Halliburton Communication Overview.

• Of the three companies, Halliburton is in the best possible position to escape the bulk of the backlash. It seems to know it, because even if the investigation shows its work may be the primary cause, the primary cause on its own did not result in a disaster. Several decisions leading up to and after the installation seem to have led to significant lapses in safety.

• The subcontractor communication strategy — based on the observation that the general public is not the customer — is becoming an arcane practice. While subcontractors have been traditionally exempt from the most rules of communication, the general public has become increasingly critical of subcontractors since the advent of social media.

• There are still weaknesses in Halliburton's communication. Given prior public exposure, the public is beginning to remember its name as a controversial and untrustworthy corporate citizen. Further, the excuse, "just following orders," seems as thin as medical personnel who relied on it during another crisis we covered two years ago.

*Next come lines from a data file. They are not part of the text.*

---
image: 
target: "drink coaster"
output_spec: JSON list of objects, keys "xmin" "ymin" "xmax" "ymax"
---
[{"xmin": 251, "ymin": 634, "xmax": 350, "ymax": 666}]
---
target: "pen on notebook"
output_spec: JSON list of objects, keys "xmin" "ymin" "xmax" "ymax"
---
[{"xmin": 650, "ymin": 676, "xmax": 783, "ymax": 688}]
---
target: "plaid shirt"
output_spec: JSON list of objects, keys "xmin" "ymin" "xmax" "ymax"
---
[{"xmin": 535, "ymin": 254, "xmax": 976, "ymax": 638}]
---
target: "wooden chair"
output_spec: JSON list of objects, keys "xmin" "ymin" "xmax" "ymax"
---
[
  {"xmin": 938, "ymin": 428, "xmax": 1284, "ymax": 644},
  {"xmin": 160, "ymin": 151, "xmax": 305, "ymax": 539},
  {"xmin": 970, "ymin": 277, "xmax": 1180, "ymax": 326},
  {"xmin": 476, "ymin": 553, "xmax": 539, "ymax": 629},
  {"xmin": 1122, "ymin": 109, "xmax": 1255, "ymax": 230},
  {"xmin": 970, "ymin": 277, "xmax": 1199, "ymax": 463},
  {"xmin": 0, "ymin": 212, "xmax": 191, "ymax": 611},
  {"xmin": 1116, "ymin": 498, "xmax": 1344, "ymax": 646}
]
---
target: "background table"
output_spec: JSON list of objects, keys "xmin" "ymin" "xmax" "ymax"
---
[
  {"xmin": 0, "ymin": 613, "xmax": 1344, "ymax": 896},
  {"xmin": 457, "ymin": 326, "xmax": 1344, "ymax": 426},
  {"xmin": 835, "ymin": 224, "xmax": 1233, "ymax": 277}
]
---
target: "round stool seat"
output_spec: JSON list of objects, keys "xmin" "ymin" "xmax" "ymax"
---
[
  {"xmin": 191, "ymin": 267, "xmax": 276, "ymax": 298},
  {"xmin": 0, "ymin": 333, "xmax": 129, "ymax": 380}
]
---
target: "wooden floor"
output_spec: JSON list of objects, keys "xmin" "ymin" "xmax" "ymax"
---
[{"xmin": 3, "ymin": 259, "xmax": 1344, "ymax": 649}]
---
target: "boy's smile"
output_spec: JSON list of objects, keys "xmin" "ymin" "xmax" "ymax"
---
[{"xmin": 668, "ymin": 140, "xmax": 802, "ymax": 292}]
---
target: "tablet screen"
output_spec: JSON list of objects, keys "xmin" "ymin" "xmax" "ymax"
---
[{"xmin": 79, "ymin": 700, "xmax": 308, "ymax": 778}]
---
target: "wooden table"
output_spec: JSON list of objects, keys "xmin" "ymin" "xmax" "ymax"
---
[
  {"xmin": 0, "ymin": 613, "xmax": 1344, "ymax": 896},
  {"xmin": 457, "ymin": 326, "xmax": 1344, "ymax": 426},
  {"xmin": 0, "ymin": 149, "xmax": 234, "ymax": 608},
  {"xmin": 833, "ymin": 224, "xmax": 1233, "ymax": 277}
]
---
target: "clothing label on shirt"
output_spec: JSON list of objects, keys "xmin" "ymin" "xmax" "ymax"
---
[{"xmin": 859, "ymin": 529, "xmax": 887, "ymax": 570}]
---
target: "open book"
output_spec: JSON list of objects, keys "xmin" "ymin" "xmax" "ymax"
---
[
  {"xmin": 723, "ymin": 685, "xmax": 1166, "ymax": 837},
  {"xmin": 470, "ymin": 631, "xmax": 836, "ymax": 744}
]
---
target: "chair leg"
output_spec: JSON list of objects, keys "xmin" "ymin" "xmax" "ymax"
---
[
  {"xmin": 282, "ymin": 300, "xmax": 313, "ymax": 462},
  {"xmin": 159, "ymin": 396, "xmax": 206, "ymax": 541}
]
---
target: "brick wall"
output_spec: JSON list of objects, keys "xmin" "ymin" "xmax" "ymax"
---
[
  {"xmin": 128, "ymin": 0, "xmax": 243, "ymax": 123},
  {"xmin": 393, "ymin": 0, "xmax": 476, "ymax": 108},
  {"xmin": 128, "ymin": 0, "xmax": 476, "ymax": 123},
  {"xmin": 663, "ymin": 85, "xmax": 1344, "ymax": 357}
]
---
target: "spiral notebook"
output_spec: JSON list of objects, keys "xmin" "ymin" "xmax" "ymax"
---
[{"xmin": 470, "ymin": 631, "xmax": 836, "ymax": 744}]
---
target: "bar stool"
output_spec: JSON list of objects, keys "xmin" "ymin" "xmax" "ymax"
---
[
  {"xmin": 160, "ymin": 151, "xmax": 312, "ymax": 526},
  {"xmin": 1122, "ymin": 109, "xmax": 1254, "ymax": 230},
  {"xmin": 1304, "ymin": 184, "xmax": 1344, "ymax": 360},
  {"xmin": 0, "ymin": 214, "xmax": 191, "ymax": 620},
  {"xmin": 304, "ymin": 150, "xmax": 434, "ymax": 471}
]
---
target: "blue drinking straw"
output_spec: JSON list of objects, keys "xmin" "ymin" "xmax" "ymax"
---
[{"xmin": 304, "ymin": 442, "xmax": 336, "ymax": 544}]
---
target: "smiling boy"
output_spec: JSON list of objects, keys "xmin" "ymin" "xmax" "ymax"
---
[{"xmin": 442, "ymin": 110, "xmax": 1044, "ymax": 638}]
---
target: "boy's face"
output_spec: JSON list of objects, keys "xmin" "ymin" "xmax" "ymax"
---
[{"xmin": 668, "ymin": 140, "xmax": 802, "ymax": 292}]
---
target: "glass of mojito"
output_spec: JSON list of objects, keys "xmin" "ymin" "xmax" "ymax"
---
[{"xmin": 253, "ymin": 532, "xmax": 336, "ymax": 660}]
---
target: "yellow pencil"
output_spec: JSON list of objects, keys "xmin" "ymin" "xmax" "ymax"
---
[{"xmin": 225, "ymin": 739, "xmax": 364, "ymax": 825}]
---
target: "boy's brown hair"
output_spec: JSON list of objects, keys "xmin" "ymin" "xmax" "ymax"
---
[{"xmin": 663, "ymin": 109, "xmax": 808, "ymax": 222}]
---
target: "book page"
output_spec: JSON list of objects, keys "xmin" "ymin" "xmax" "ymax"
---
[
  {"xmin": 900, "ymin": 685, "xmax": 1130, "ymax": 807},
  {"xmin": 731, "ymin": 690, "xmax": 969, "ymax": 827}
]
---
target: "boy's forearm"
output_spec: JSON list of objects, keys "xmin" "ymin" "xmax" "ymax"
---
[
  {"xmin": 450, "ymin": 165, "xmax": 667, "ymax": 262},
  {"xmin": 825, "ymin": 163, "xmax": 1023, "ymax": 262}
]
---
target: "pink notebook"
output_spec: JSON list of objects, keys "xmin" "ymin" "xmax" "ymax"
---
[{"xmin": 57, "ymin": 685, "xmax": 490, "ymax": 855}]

• The most challenging concept for communicators to grasp is that the greatest threat to Halliburton is not tied to public pressure. It is only tied to how future contractors perceive their communication and cooperation during the crisis.

Since the company's survival rate is mostly based on how contractors view their cooperation, it seems likely that this company will once again survive controversy while employing a situational communication strategy that most communicators would not recommend. What could it do better?

Even for a subcontractor remaining mostly silent, Halliburton could have shored up communication on four fronts. Among them: communicating policies to ensure safe working conditions despite contractor "orders," avoiding any speculation in the testimony as opposed to what can only be called selective speculation, providing BP updates to roll on their site despite their own silence, and better communicating its role in cleanup efforts as a BP partner in being part of the solution.

In 2009, Halliburton’s total cash and in-kind donations amounted to $572 million. It would only make sense to earmark some of these funds toward a cleanup effort the company is at least partly responsible for.